A naive implementation often fails when handling duplicate indices during removal. Correctly maintaining index mappings is the core challenge of this problem.

Approaches

Brute Force Approach

A straightforward implementation would use a dynamic array or list to store all values.

Insertion is easy because we can append the value to the end of the list. getRandom() is also simple because we can choose a random index from the array.

The difficulty appears during removal. To remove a value, we must search through the array to find an occurrence of the target value. In the worst case, this requires scanning the entire collection, which costs O(n) time.

Although this approach is logically correct, it violates the requirement that all operations run in average O(1) time.

Optimal Approach

The key insight is that arrays provide efficient random access and random selection, while hash maps provide efficient lookup.

We combine both structures:

A dynamic array stores all elements.
A hash map tracks all indices where each value appears.

The challenge is deletion. Removing an element from the middle of an array normally costs O(n) because elements must shift left. We avoid this by swapping the target element with the last element in the array, then removing the last position.

To support duplicates, each value maps to a set of indices rather than a single index.

This design allows:

insert in O(1)
remove in average O(1)
getRandom in O(1)

because all operations involve only hash lookups, set updates, array appends, and removing from the end of the array.

Approach	Time Complexity	Space Complexity	Notes
Brute Force	Insert `O(1)`, Remove `O(n)`, Random `O(1)`	`O(n)`	Uses only an array, removal requires linear scan
Optimal	Average `O(1)` for all operations	`O(n)`	Uses array plus hash map of index sets

Algorithm Walkthrough

Maintain a dynamic array called values.

This array stores every element currently in the collection, including duplicates. Using an array gives two important advantages:

Appending is O(1)
Random index selection is O(1)

Maintain a hash map called indices.

The key is a value from the collection.

The value is a set containing every index where that number appears inside values.

Example:

values  = [1, 1, 2]
indices = {
    1 -> {0, 1},
    2 -> {2}
}

During insertion:

Check whether the value already exists in the map and still has indices.
Append the new value to the end of values.
Add the new index into the corresponding set in indices.
Return true if this was the first occurrence.

During removal:

First check whether the value exists.
If no occurrence exists, return false.
Otherwise, remove one index from the value's index set.

Suppose we remove index remove_index. 5. To avoid shifting elements:

Take the last element from the array.
Move that last element into remove_index.
Update the moved element's index set:
Remove the old last index
Add the new index

Remove the final array element.

Since the unwanted element is now at the end, removing it is O(1). 7. If a value no longer has any indices, remove it from the hash map. 8. During getRandom():

Generate a random index from 0 to len(values) - 1
Return the element at that index

Because duplicates occupy multiple array positions, they naturally receive proportionally higher probability.

Why it works

The central invariant is that every element's indices inside the array are accurately tracked in the hash map.

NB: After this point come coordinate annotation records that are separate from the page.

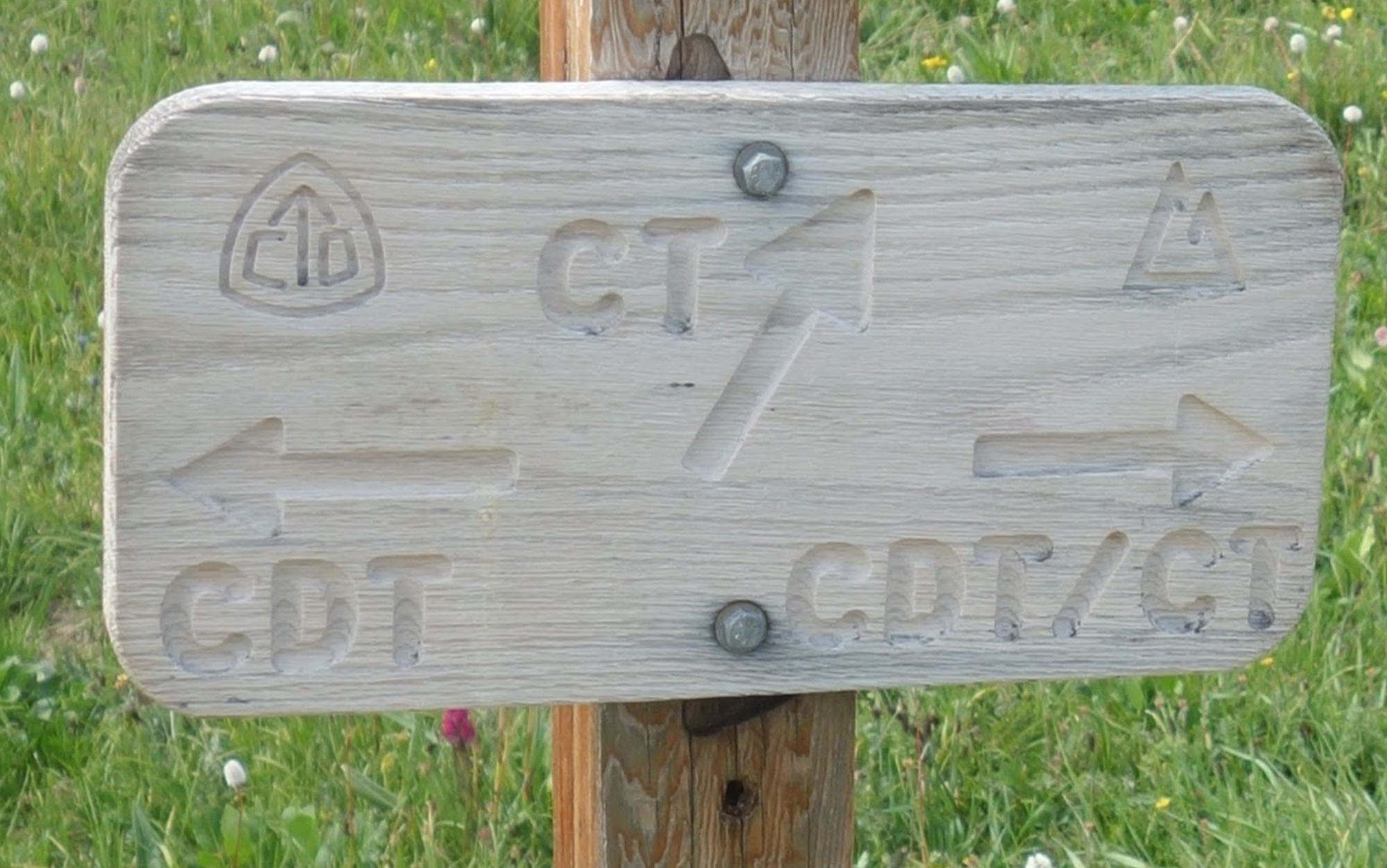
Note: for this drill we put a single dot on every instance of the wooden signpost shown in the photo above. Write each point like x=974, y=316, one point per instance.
x=433, y=396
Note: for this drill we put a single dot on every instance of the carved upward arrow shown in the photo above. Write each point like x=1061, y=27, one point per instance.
x=825, y=267
x=303, y=198
x=252, y=476
x=1206, y=450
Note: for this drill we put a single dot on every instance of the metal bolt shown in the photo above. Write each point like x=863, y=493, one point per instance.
x=741, y=627
x=761, y=170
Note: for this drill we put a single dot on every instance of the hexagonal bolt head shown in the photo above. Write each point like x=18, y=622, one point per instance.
x=741, y=627
x=761, y=170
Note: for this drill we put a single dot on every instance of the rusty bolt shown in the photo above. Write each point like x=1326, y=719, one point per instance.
x=741, y=627
x=761, y=170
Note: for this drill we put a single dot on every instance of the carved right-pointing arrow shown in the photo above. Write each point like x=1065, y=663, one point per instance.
x=825, y=267
x=1206, y=450
x=252, y=476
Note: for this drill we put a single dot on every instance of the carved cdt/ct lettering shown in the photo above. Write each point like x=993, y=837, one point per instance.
x=912, y=564
x=1012, y=554
x=1091, y=584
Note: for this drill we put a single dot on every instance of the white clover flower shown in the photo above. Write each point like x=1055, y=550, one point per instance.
x=235, y=774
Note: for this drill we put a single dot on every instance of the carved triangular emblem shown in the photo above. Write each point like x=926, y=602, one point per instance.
x=303, y=243
x=1187, y=246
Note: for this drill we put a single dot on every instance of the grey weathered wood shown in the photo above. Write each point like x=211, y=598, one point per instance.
x=965, y=388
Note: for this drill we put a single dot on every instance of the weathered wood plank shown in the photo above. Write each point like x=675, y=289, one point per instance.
x=954, y=415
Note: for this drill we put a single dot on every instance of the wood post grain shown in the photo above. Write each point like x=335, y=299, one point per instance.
x=632, y=787
x=812, y=41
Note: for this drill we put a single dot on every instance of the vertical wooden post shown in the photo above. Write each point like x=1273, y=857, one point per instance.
x=661, y=785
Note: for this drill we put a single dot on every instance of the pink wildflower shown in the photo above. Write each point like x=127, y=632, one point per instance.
x=458, y=730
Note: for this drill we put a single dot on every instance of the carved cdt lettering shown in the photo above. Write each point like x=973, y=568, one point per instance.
x=177, y=619
x=838, y=561
x=289, y=587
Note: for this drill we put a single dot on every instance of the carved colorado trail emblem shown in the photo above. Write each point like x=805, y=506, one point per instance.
x=303, y=243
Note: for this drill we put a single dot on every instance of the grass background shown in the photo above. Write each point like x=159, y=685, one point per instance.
x=1280, y=765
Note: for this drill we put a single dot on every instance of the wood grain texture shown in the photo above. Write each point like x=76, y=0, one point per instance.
x=456, y=472
x=757, y=40
x=768, y=794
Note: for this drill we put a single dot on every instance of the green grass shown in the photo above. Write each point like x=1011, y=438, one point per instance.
x=1280, y=765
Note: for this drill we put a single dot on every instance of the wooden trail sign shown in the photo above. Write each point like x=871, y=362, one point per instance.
x=427, y=396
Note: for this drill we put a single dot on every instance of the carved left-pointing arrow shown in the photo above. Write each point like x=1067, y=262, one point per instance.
x=250, y=478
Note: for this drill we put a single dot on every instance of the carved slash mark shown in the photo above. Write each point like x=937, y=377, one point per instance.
x=836, y=559
x=252, y=476
x=905, y=561
x=825, y=267
x=1091, y=586
x=1264, y=544
x=177, y=619
x=1012, y=555
x=1156, y=573
x=1206, y=231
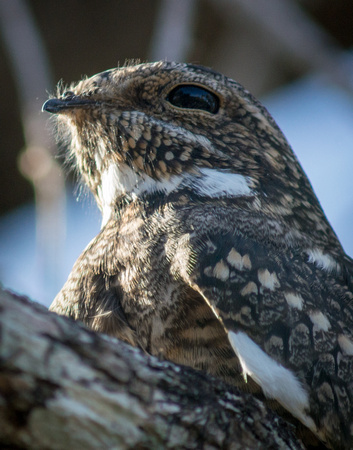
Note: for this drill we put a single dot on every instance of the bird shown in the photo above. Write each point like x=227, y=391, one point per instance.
x=214, y=251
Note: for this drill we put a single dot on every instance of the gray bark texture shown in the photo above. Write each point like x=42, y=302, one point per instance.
x=64, y=387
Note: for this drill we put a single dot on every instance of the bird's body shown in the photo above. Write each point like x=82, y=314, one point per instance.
x=214, y=251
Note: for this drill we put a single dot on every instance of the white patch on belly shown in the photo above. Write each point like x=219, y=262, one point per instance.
x=218, y=183
x=275, y=380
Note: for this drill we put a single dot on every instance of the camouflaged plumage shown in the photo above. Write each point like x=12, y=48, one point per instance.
x=214, y=251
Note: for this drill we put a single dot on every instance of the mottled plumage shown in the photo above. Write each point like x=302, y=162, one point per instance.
x=214, y=251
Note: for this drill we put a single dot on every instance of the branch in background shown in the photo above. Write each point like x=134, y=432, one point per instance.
x=63, y=386
x=31, y=73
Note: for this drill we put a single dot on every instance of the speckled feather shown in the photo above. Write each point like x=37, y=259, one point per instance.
x=212, y=243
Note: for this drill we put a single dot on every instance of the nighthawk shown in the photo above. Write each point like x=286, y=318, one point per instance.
x=214, y=251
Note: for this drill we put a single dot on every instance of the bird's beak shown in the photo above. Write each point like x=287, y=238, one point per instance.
x=57, y=105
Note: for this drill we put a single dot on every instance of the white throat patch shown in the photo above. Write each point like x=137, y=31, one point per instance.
x=121, y=180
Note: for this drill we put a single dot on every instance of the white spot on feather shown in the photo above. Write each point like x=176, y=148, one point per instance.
x=218, y=183
x=268, y=279
x=346, y=345
x=319, y=320
x=322, y=260
x=294, y=300
x=275, y=380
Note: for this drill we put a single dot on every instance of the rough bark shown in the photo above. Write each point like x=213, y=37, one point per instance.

Whenever an element moves because of a swap during removal, we immediately update its recorded indices. Therefore, the hash map and array always remain synchronized.

Since getRandom() selects uniformly among array positions, and duplicates occupy multiple positions, the probability distribution automatically matches the required frequencies.

Python Solution

import random
from collections import defaultdict
from typing import Dict, List, Set

class RandomizedCollection:

    def __init__(self):
        self.values: List[int] = []
        self.indices: Dict[int, Set[int]] = defaultdict(set)

    def insert(self, val: int) -> bool:
        is_new = len(self.indices[val]) == 0

        self.values.append(val)
        self.indices[val].add(len(self.values) - 1)

        return is_new

    def remove(self, val: int) -> bool:
        if not self.indices[val]:
            return False

        remove_index = self.indices[val].pop()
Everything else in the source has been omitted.